3. Lorsque le juge des référés statue sur une requête présentée sur le fondement de l'article L. 521-3 du code de justice administrative, qui instaure une procédure de référé pour laquelle la tenue d'une audience publique n'est pas prévue par les dispositions de son article L. 522-1, mais qu'il a estimé, au vu des conclusions et de l'objet du litige, qu'il était nécessaire de mettre les parties à même de présenter, au cours d'une audience publique, des observations orales à l'appui de leurs observations écrites, il lui incombe de poursuivre cette procédure et, notamment, de tenir une audience publique. Il en va différemment lorsque, après que la procédure a été engagée, intervient un désistement ou un évènement rendant sans objet la requête.
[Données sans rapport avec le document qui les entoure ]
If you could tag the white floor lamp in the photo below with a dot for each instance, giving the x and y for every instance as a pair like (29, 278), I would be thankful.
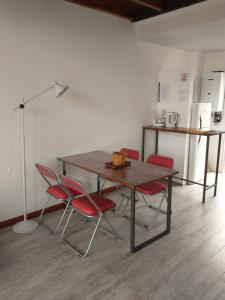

Dans ce cas, le juge des référés peut, dans le cadre de son office, donner acte du désistement ou constater un non-lieu sans tenir d'audience.

4. Postérieurement à l'enregistrement de la requête et à l'enrôlement de l'affaire, M. A a été informé par le conseil départemental de ce qu'il était désormais considéré comme le conseiller départemental du canton Brest 5. Les conclusions principales de la requête ont ainsi perdu leur objet et il n'y a, par suite, plus lieu d'y statuer.

5. Il n'y a pas lieu, dans les circonstances de l'espèce, de mettre à la charge du département du Finistère, la somme que M. A demande au titre des frais d'instance.

O R D O N N E :

Article 1er : Il n'y a plus lieu de statuer sur les conclusions de la requête présentées au titre de l'article L. 521-3 du code de justice administrative.

Article 2 : Le surplus des conclusions de la requête est rejeté.

Article 3 : La présente ordonnance sera notifiée à M. B A, au département du Finistère et au ministre de l'intérieur et des outre-mer.

Copie en sera transmise pour information au préfet du Finistère

Fait à Rennes, le 23 juillet 2024.

Le juge des référés,

signé

O. Thielen

La République mande et ordonne au préfet du Finistère en ce qui le concerne et à tous commissaires de justice à ce requis en ce qui concerne les voies de droit commun, contre les parties privées, de pourvoir à l'exécution de la présente décision.